In acidic urine, uric acid and urates are found in different forms, usually coloured. The crystals includes (Figs 22.5 to 22.7):
i. Oxalate: They are in the form of envelopes and sometimes can be seen as dumb-bells or biscuit shaped, i.e. calcium oxalate.
ii. Cystine: They are colourless and hexagonal. These are soluble in alkalis. Their presence is pathogenic
iii. Leucine and Tyrosine: These are rare crystals, associated with acute yellow atrophy of the liver and acute phosphorus poisoning. Usually, these crystals appear together. Leucine crystals are glistening; yellow spheroids and tyrosine crystals are fine silky needles.
In alkaline urine, following crystals are found.

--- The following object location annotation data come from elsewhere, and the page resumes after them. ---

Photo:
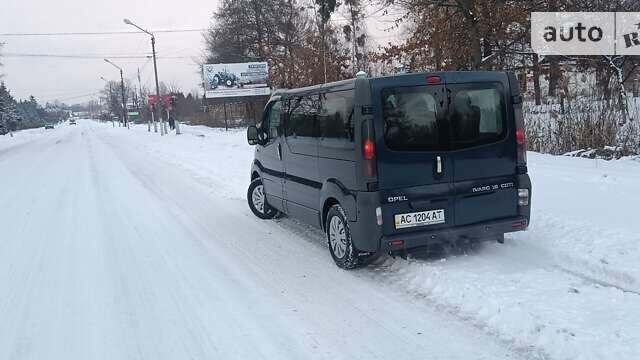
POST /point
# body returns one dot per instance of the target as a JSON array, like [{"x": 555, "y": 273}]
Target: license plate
[{"x": 420, "y": 218}]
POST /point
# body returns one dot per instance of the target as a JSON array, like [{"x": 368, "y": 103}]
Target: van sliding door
[{"x": 483, "y": 151}]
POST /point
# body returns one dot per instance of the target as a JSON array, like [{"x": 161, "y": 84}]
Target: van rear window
[
  {"x": 477, "y": 117},
  {"x": 411, "y": 119}
]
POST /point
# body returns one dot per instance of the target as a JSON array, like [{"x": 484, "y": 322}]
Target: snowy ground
[{"x": 122, "y": 244}]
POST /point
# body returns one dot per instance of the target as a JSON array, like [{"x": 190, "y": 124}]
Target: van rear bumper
[{"x": 475, "y": 231}]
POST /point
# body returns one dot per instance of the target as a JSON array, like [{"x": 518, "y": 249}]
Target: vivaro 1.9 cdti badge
[{"x": 393, "y": 163}]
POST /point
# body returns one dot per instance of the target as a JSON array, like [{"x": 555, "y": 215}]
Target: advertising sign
[
  {"x": 152, "y": 100},
  {"x": 237, "y": 79}
]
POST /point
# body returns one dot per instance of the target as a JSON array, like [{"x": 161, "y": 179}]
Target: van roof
[{"x": 449, "y": 77}]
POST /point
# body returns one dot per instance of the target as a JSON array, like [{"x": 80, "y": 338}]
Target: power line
[
  {"x": 74, "y": 56},
  {"x": 99, "y": 33}
]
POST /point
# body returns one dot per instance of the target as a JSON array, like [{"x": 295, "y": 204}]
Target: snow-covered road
[
  {"x": 108, "y": 252},
  {"x": 121, "y": 244}
]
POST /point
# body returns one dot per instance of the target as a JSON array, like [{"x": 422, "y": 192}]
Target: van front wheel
[
  {"x": 258, "y": 201},
  {"x": 344, "y": 254}
]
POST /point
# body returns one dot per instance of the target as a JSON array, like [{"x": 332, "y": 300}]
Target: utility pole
[
  {"x": 140, "y": 97},
  {"x": 109, "y": 102},
  {"x": 124, "y": 101},
  {"x": 155, "y": 71}
]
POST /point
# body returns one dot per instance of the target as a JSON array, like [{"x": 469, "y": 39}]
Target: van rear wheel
[
  {"x": 258, "y": 201},
  {"x": 344, "y": 254}
]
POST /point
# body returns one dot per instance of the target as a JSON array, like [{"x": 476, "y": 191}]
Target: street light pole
[
  {"x": 110, "y": 98},
  {"x": 155, "y": 71},
  {"x": 124, "y": 101}
]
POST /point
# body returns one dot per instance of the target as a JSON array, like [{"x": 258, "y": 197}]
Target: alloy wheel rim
[
  {"x": 337, "y": 237},
  {"x": 257, "y": 197}
]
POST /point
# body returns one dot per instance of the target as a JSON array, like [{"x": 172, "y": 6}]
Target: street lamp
[
  {"x": 110, "y": 97},
  {"x": 163, "y": 129},
  {"x": 124, "y": 101}
]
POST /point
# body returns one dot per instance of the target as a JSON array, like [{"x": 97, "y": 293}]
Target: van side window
[
  {"x": 273, "y": 120},
  {"x": 335, "y": 120},
  {"x": 302, "y": 112},
  {"x": 477, "y": 117},
  {"x": 410, "y": 119}
]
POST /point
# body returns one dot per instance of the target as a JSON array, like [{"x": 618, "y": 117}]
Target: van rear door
[
  {"x": 415, "y": 171},
  {"x": 483, "y": 148}
]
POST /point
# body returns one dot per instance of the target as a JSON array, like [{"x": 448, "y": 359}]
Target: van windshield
[{"x": 413, "y": 120}]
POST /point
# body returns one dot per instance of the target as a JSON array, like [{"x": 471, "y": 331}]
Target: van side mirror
[{"x": 252, "y": 135}]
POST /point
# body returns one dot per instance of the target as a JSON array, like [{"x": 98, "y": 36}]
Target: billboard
[{"x": 237, "y": 79}]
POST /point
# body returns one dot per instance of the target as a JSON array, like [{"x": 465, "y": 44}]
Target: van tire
[
  {"x": 341, "y": 247},
  {"x": 255, "y": 197}
]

i. Amorphous Calcium and Magnesium Phosphates: It is the commonest urinary sediments in the alkaline urine. It has no significance. It looks like small colourless granules.
ii. Ammonium, Magnesium (Triple) Phosphate Crystals: It appears as incomplete, irregular and colourless prisms, which vary in size and shapes.
iii. Magnesium Phosphates: These are elongated rhomboid flakes, large and refractive. Some are with rough edges and surfaces.
iv. Calcium Carbonate: Sometimes this is found in alkaline urine. It is a dumb-bell shaped, often found in pairs.
Urinany parasites are very few, including ova of schistosoma, microfilaria, trichomonas vaginalis and echinococcus.
Miscellaneous urinary deposits includes—spermatozoa, urethral filaments, tissue debrits, mucus, bacteria, hair, dust, cotton wool, etc.